Le rovine

"Le rovine non le temiamo. Erediteremo la terra. La borghesia dovrà farlo a pezzi il suo mondo, prima di uscire dalla scena della storia. Noi portiamo un mondo nuovo dentro di noi, e questo mondo, ogni momento che passa, cresce. Sta crescendo, proprio adesso che io sto parlando con te"

Buenaventura Durruti

lunedì 5 dicembre 2016

Vince la Costituzione

Luciano Granieri


L’abbiamo salvata. Dieci anni dopo l’assalto berlusconiano al cuore democratico partecipativo della Costituzione, il popolo sovrano ha respinto l’ennesimo attacco, questa volta ordito dalla impresentabile accozzaglia Renzi-Verdini-Marchionne-J.P Morgan -Nazisti per il Si.  

La domanda che ricorre da ieri sera sui media “rosiconi” è la seguente: “Ha perso Renzi, ma chi ha vinto?” Il quesito è ipocritamente fuorviante, riferendosi,in malafede,   all’eterogeneo blob  partitico che ha alchimicamente  incorporato destra, variamente declinata, M5S, lega, nebulosa riformista .  Ebbene, io affermo che  ha vinto la Costituzione del ’48. 

E’ un fatto che le modifiche alla Carta, realizzate in passato, sono state approvate  per via parlamentare o governativa. Quando, in base all’art.138, le riforme costituzionali, hanno coinvolto il giudizio del popolo questo le ha sonoramente bocciate. Dunque la Costituzione vince  perché ha sempre goduto e, come dimostra l’attuale manifestazione  referendaria,   gode tutt’ora,  del favore della gente. 

E’ subdolo  e malsano dirottare una questione seria sulle  dinamiche costituzionali, verso un’insignificante  e volgare contrapposizione, fra partiti e correnti. Infatti se il piano sovversivo di Renzi, emanazione diretta della P2, e dei poteri economico-finanziari,  è fallito, lo si deve  soprattutto all’instancabile e tenace  azione dei comitati  per il il No.  I partiti, quelli che stanno nei Palazzi, contrari alla riforma, ma per lo più   animati da spirito vendicativo verso Renzi, non si sono mai  visti nelle piazze, nei convegni , nei luoghi di condivisione sociale, a parte l’ultima parte della campagna del M5S. 

I partiti per il No  hanno per lo più animato stucchevoli contese televisive contro le truppe cammellate del Partito di Renzi.  A condurre la battaglia sul territorio sono stati quasi esclusivamente i  comitati supportati, per lo più, da formazioni comuniste   o di stampo socialista, escluse dall'assemblea  parlamentare . Aggregazioni animate dall’unico scopo di preservare i diritti democratici e di partecipazione che il combinato disposto fra riforma Renzi-Boschi e legge elettorale Italicum, stava pesantemente minando. 

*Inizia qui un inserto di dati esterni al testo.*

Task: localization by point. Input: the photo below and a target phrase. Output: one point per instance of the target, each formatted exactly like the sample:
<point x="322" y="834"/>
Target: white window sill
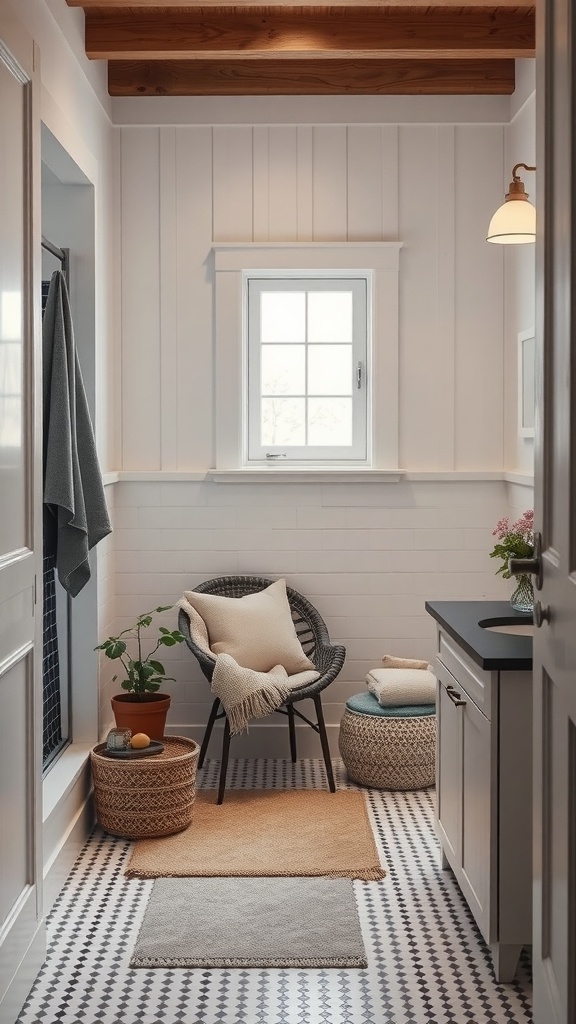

Volantinaggio, attacchinaggio, comizi in piazza, sono arnesi della vecchia comunicazione politica,e poco spendibili mediaticamente, ma in  questo caso, coadiuvati da un’area estremamente libera come il web,  si sono rivelati determinanti per la vittoria del No. Se della grande massa di indecisi il 60% si è convinto a bocciare la riforma e solo il 13%  ad approvarla la maggior parte del merito spetta ai comitati . Inoltre proprio dai movimenti per il No è scaturita una esauriente e autorevole  campagna informativa supportata da giuristi e costituzionalisti  sul merito fuorviante della deforma e sulle ragioni per cui bocciarla.  

 Il massiccio rifiuto popolare della riforma, indica inoltre come fosse sentita la necessità di porre un freno alla continua espropriazione di partecipazione a danno dei cittadini.  Votazioni di fiducia su leggi delega, come il Jobs Act, i decreti Madia sui servizi pubblici a rilevanza economica, strappi procedurali sull’approvazione dell’Italicum e sulla stessa promulgazione della riforma Costituzionale,  hanno trovato robusti contrappesi nelle dinamiche costituzionali: Il Jobs Act sarà oggetto di referendum abrogativo, i decreti Madia sono stati smontati pezzo per pezzo da un Corte Costituzionale ancora   indipendente, Consulta che  probabilmente boccerà anche l’Italicum , mentre l’art.138 della Costituzione ha assicurato il netto rigetto di una riforma della Carta  impresentabile.  A questi anticorpi democratici il popolo ha mostrato senza tentennamenti di non voler rinunciare. 

Queste tematiche, purtroppo sono state completamente ignorate dall’informazione mainstream, la quale ha puntato tutto sulla personalizzazione della riforma nella persona di Matteo Renzi e su una sorta di giudizio di dio sull’operato del premier. Operazione imbastita e gestita dello stesso Presidente del Consiglio, il quale, non riuscendo a promuovere una riforma  concepita e scritta male, ha dovuto obbligatoriamente spostare il tiro sulla sua persona, fino a dimettersi in presenza della sonora  bocciatura della sua riforma. Una decisione giustificata con l’assunzione di responsabilità per una sconfitta cocente, fingendo di dimenticare che il voto del 4 dicembre era per  una riforma costituzionale e non per un plebiscito presidenziale.  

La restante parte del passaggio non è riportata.